Grady Hendrix returns with his much-anticipated novel, HOW TO SELL A HAUNTED HOUSE. The story follows a pair of siblings, Louise and Mark, who have recently inherited their parents’ home following their tragic deaths in a car accident. Having flown across the country from California, Louise arrives to find her brother already taking charge of the estate and moving forward without her authorization. While the two will get into more than a few spats prior to meeting with a lawyer to uncover the terms of their parents’ will, their shattered relationship is the least of their worries. The pair begin uncovering nefarious actions on the part of their dearly departed mother’s doll collection and as past trauma begins to bubble to the surface, the two see their childhood home under a new vile light.
I’ve read just about everything Hendrix has penned (outside of two of his early novels that are no longer in print) and I would be comfortable saying that HOW TO SELL A HAUNTED HOUSE is his best work to date. Not only is the book sufficiently creepy and unnerving in all the best ways, Hendrix absolutely nails the strain and long-standing grudges that can sometimes exist amongst adult siblings. Louise’s frustrations with her younger brother stemming from her belief that he is a forever-failure who gives up when things become difficult and Mark’s inability to see his older sister as anything but an overachieving, overbearing know-it-all made the tension between the two radiate from the pages.

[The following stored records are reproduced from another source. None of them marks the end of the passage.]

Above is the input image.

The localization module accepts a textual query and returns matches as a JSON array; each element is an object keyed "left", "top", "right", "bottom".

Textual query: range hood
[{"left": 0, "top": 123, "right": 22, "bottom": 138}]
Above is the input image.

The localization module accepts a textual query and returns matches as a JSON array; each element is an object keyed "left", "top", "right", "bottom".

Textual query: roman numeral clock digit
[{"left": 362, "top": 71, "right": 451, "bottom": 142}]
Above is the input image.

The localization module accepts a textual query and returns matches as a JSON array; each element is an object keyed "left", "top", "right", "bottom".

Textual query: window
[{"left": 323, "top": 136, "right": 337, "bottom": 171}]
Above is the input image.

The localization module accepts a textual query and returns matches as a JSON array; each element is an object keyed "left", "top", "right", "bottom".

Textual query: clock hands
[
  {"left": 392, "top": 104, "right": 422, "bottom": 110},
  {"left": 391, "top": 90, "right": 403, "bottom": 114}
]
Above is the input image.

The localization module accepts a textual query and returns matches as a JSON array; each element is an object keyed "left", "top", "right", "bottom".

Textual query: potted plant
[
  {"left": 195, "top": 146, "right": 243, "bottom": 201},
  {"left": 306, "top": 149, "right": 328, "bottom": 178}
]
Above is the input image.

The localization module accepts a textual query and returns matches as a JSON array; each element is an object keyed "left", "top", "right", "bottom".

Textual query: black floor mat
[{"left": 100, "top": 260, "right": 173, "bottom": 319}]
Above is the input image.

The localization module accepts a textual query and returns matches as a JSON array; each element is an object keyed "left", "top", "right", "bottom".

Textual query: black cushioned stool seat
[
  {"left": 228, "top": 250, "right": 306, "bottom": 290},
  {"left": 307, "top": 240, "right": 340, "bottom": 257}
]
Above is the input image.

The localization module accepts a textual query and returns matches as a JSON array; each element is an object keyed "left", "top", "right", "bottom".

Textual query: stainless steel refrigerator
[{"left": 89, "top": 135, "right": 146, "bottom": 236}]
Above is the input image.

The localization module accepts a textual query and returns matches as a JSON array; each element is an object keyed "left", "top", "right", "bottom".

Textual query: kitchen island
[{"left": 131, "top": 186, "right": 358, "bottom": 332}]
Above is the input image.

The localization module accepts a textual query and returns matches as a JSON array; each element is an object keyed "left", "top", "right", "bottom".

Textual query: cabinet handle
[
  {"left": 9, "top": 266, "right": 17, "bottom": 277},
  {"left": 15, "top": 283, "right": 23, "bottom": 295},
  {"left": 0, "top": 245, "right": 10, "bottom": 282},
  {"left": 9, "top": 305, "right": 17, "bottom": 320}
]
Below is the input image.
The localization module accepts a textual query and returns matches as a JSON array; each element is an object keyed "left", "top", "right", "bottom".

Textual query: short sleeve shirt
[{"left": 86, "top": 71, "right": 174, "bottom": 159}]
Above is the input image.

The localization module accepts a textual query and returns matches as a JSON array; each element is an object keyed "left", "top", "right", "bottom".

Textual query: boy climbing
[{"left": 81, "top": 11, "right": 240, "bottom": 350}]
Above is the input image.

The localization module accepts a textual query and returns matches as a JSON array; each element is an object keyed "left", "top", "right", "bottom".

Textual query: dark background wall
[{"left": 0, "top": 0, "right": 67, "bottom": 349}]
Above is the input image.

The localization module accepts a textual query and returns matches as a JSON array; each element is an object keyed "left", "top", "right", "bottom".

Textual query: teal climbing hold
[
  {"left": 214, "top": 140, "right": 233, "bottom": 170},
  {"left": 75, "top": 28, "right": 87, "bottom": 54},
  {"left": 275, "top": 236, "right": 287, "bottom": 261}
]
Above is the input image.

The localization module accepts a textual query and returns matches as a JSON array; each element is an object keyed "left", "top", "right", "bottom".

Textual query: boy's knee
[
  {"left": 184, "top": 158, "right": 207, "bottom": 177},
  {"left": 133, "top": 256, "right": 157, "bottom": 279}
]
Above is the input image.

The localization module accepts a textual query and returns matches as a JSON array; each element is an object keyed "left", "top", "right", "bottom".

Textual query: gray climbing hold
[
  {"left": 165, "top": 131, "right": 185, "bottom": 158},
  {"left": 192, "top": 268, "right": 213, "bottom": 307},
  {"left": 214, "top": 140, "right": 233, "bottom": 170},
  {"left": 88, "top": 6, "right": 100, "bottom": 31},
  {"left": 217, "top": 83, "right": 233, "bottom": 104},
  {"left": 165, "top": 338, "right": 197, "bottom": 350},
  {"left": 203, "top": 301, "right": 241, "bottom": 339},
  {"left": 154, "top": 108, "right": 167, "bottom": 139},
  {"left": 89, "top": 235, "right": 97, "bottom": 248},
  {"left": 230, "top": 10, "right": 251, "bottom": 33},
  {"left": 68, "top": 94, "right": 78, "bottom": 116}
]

I always feel a little weird when recommending Hendrix to horror-buffs. Is the book wet-your-pants scary? Not really. Are there moments where I was disturbed by what was happening? Absolutely. I’m not great when it comes to any type of damage inflicted to the eyes and there was a moment that had me wincing while reading in the small hours of the night, gripping the dust jacket and willing the scene to move on. The novel’s chief antagonist, a haunted puppet by the name of Pupkin, was devilishly sinister. There is a moment in the story’s third act that more than paid off the work Hendrix put in to build up this little bundle of plastic and fabric as a true threat.
If you’re already a fan of Grady Hendrix, I can confidently say you’ll enjoy this. It could be recency-bias, but I feel like HOW TO SELL A HAUNTED HOUSE is his most character-driven story yet. You really got into the heads of his protagonists on what feels like a deeper level than ever before and when Hendrix is dealing with themes of selective memory, it makes the story that much more interesting and memorable.